In den 1920er Jahren verliert Reinhardt zunehmend die Lust an der politisch aufgeheizten Atmosphäre in Berlin. Das Preußische Staatstheater unter Leopold Jessner rückt in den Fokus, Erwin Piscator provoziert mit technisch-modernistischem, kommunistisch gemeintem Avantgardetheater. Reinhardt verlagert seinen Schwerpunkt nach Österreich, wo er am Theater in der Josefstadt in Wien die Commedia dell‛arte wiederbelebt und in Salzburg die Festspiele gründet. 1927 führt ihn eine Gastspielreise in die USA, wo auch eine erneuerte Fassung von „Dantons Tod‟ erfolgreich aufgeführt wird (Century Theatre New York, 20.12.1927). Das Regiebuch wird dafür geringfügig überarbeitet. In diesem Rahmen hält Reinhardt auch an der Columbia Universität eine erste Fassung seiner Rede „Über die Schauspieler“, die später durch eine Rundfunkaufzeichnung berühmt wurde.

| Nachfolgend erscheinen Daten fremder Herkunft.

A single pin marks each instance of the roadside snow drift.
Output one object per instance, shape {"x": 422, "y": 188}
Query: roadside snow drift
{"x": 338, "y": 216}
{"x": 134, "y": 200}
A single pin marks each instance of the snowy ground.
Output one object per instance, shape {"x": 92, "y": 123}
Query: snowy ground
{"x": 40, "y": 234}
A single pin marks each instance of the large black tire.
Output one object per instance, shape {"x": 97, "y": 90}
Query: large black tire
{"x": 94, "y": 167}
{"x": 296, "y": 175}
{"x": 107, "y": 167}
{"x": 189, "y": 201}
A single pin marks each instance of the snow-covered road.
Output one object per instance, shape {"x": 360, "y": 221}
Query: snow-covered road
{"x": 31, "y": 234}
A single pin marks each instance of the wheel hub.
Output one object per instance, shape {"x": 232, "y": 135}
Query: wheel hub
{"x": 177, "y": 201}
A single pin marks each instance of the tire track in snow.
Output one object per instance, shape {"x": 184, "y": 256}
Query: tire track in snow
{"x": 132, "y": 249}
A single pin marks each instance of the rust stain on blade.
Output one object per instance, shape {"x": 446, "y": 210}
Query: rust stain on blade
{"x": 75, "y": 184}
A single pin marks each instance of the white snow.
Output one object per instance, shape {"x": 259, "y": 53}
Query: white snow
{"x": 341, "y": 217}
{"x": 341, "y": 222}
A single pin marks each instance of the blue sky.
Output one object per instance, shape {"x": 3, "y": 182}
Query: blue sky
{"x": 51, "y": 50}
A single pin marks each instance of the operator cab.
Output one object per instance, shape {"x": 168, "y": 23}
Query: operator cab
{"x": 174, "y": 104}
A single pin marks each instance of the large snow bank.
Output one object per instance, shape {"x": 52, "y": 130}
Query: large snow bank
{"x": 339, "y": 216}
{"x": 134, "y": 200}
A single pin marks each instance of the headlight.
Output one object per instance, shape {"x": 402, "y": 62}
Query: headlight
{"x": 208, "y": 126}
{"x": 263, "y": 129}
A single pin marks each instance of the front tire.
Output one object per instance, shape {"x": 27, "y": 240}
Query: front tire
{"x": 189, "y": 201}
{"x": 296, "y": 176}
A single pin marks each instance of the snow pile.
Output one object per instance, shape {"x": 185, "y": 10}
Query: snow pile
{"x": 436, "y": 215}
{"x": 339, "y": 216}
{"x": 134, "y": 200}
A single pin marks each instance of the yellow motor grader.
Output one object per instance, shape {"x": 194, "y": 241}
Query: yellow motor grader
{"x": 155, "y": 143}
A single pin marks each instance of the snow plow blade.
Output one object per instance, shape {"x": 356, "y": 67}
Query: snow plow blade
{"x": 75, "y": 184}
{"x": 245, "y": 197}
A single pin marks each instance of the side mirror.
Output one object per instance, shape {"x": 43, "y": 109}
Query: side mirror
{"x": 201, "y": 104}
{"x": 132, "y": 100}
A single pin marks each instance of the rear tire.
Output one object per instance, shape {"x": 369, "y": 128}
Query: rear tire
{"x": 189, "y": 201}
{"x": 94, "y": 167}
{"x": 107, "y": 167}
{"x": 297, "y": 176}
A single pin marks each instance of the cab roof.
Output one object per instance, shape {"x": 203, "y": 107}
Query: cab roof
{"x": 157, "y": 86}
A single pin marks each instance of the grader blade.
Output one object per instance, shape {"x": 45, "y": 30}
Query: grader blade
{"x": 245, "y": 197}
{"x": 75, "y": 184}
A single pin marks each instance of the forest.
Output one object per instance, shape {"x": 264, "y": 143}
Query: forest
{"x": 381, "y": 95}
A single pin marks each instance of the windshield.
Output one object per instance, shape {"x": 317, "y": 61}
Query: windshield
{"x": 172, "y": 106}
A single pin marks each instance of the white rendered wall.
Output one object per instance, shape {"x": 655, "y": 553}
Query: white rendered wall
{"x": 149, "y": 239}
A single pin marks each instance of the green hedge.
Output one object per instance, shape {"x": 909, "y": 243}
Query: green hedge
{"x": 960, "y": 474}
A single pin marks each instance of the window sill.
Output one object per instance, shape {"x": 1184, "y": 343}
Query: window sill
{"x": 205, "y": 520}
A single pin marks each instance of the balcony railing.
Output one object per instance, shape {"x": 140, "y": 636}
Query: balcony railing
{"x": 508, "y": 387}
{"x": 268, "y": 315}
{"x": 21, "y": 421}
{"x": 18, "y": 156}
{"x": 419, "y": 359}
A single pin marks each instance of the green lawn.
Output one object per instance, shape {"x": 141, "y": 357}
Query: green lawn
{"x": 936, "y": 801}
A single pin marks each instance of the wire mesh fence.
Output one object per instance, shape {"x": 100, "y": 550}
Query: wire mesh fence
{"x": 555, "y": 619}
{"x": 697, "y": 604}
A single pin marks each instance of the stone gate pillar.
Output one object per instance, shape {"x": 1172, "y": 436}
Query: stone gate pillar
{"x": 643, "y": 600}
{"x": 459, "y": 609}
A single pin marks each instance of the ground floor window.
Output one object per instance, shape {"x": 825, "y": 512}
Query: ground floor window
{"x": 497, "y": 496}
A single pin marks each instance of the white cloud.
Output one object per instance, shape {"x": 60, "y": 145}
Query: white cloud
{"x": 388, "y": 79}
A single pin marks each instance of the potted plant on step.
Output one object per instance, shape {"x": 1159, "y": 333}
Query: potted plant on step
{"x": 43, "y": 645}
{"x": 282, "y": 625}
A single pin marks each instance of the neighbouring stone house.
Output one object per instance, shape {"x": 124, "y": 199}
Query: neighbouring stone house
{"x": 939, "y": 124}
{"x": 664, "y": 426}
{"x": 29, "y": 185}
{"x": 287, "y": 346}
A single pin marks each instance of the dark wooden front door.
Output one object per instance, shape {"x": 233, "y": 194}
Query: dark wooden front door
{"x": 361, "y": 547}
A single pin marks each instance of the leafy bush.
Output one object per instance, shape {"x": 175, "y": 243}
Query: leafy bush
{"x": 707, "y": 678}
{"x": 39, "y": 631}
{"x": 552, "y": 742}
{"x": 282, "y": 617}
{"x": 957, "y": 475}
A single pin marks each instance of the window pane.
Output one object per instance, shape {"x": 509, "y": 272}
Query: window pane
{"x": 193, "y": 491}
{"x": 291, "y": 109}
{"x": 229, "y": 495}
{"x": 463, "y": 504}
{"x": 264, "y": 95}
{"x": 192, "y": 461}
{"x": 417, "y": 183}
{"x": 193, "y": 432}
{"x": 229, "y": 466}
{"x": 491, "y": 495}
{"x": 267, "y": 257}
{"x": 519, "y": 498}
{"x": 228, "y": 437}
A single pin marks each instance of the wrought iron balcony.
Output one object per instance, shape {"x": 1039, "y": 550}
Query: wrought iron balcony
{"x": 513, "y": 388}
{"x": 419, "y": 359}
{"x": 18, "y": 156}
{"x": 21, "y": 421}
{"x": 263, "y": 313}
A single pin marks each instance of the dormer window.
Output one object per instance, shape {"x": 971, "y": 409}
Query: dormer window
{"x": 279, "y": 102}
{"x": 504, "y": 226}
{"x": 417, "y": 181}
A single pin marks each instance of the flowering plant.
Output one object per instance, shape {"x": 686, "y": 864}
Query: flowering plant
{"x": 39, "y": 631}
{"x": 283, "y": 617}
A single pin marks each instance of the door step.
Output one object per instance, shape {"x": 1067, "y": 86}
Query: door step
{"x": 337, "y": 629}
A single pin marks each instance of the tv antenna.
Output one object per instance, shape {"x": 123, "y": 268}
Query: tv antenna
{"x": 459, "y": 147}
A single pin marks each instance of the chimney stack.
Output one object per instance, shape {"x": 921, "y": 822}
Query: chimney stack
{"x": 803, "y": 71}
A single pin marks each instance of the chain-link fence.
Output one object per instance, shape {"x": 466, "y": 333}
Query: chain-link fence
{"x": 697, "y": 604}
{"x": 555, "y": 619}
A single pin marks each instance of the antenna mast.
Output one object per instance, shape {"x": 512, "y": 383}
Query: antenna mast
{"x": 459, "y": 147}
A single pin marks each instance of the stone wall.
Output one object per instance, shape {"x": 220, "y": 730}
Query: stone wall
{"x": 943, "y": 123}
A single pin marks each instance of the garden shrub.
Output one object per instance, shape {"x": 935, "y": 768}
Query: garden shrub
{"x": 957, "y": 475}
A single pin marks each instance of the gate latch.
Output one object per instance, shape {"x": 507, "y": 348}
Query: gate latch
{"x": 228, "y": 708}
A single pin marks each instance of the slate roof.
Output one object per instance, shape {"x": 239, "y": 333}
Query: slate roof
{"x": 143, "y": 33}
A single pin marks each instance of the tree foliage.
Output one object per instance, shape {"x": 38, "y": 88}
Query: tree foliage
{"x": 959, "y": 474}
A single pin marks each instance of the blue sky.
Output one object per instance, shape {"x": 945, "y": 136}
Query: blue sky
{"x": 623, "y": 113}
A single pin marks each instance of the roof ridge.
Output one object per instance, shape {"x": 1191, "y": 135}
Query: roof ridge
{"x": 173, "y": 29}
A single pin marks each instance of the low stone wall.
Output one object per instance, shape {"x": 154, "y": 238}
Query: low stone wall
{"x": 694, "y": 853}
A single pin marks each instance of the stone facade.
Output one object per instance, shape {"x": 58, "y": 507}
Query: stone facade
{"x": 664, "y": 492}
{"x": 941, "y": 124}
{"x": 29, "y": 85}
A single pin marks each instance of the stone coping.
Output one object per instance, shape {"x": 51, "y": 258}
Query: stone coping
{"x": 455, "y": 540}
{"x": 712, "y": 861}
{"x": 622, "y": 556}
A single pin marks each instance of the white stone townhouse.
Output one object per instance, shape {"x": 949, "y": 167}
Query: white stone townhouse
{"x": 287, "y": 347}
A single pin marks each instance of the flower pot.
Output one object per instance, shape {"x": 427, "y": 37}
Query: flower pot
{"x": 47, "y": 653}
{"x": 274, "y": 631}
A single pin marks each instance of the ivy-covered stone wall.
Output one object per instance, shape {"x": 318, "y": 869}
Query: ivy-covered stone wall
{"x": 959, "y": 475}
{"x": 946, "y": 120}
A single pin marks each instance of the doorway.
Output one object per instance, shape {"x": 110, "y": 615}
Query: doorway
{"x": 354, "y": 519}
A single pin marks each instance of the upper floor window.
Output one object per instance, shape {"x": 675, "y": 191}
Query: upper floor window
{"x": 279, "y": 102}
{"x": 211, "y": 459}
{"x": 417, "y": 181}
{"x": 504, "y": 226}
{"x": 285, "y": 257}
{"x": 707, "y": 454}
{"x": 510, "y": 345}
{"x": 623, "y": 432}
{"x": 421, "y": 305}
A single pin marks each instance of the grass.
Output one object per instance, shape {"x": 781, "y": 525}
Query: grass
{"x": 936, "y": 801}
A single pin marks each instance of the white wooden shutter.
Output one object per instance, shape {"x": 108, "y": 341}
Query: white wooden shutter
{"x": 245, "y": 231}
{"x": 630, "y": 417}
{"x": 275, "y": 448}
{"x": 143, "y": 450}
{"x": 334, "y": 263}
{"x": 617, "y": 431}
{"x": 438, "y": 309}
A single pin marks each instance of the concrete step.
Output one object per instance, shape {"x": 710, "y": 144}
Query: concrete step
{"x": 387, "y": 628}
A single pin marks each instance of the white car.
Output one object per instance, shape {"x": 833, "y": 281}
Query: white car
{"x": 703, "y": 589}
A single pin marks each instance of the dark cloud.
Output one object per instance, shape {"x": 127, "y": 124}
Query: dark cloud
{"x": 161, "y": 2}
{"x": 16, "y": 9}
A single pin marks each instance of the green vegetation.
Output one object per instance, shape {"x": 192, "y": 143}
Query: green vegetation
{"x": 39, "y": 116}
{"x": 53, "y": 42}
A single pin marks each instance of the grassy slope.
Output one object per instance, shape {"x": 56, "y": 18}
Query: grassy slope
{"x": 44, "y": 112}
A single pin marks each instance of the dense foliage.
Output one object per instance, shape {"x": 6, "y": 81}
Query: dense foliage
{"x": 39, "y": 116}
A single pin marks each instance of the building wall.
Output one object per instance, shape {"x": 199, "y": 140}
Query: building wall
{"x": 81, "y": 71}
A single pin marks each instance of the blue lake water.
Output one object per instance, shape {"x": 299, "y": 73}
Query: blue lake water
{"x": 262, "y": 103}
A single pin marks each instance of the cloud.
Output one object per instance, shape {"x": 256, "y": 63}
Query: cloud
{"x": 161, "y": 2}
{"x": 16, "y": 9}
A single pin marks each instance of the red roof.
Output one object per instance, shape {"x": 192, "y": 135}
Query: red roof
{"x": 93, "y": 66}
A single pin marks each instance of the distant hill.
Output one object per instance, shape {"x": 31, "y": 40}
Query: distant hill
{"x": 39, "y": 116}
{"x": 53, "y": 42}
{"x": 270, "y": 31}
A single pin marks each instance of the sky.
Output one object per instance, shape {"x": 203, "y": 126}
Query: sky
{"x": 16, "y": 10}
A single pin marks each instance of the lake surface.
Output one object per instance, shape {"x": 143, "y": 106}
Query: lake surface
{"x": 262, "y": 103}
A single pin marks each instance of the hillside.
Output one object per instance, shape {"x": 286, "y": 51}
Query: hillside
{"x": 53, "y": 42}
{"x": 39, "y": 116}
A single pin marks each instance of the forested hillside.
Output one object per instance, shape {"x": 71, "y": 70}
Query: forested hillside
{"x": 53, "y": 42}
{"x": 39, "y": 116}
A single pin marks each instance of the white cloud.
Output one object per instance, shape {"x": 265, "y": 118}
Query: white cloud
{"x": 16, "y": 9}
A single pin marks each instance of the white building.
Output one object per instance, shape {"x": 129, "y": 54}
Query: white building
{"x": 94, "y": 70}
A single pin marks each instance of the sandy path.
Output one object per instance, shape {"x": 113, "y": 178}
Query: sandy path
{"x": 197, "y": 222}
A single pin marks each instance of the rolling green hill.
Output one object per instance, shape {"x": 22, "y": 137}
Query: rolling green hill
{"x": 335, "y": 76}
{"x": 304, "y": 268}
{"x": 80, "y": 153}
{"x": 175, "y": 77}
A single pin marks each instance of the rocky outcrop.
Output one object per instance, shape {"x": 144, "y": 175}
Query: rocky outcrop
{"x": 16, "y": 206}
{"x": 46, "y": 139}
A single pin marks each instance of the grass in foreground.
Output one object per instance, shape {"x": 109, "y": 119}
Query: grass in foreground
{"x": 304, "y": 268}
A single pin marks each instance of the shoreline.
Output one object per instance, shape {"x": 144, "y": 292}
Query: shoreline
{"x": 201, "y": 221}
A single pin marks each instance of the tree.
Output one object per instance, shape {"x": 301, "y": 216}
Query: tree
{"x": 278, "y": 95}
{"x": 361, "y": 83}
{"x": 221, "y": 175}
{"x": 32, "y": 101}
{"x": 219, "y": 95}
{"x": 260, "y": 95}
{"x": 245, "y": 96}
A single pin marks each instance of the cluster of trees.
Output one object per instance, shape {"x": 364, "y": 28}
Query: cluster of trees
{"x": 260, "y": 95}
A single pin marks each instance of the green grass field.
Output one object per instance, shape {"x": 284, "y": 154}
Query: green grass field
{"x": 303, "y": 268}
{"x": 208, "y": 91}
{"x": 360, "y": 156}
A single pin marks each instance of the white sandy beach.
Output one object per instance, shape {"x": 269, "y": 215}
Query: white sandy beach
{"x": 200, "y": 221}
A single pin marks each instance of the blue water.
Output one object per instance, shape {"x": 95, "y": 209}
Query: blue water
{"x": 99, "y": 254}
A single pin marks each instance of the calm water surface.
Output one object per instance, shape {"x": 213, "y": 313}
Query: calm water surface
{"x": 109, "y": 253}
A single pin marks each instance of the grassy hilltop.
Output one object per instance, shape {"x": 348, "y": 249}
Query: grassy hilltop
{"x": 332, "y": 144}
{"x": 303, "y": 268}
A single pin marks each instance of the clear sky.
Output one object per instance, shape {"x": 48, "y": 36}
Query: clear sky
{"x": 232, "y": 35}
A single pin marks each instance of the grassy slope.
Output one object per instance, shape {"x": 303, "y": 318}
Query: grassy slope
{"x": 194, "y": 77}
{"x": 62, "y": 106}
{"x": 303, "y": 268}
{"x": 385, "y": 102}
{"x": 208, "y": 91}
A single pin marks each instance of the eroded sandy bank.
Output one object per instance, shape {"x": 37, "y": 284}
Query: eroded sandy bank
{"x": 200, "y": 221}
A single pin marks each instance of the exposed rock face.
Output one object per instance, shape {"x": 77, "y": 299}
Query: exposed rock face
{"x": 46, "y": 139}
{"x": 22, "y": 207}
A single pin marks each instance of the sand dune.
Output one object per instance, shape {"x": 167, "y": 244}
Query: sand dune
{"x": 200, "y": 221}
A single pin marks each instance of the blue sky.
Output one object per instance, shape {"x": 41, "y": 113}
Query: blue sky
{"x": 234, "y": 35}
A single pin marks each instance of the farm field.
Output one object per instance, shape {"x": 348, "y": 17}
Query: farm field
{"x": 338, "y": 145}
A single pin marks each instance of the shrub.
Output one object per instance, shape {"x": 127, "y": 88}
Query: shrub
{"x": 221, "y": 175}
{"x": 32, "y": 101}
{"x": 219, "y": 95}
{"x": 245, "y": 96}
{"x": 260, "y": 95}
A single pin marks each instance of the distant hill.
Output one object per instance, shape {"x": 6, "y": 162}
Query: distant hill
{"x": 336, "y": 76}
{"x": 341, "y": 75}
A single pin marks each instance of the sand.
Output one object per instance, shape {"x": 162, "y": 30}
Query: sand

Nachdem 1933 die Macht in Deutschland Adolf Hitler überlassen wird, teilt Reinhardt das Schicksal der großen Anzahl von jüdischen Künstler*innen, die im NS-Staat ausgegrenzt und zunehmend verfolgt werden. Nachdem auch seine Heimat Österreich von den Nazis übernommen wird, emigriert er in die USA, ohne dort künstlerisch wirklich Fuß fassen zu können. Max Reinhardt stirbt 1943 in New York.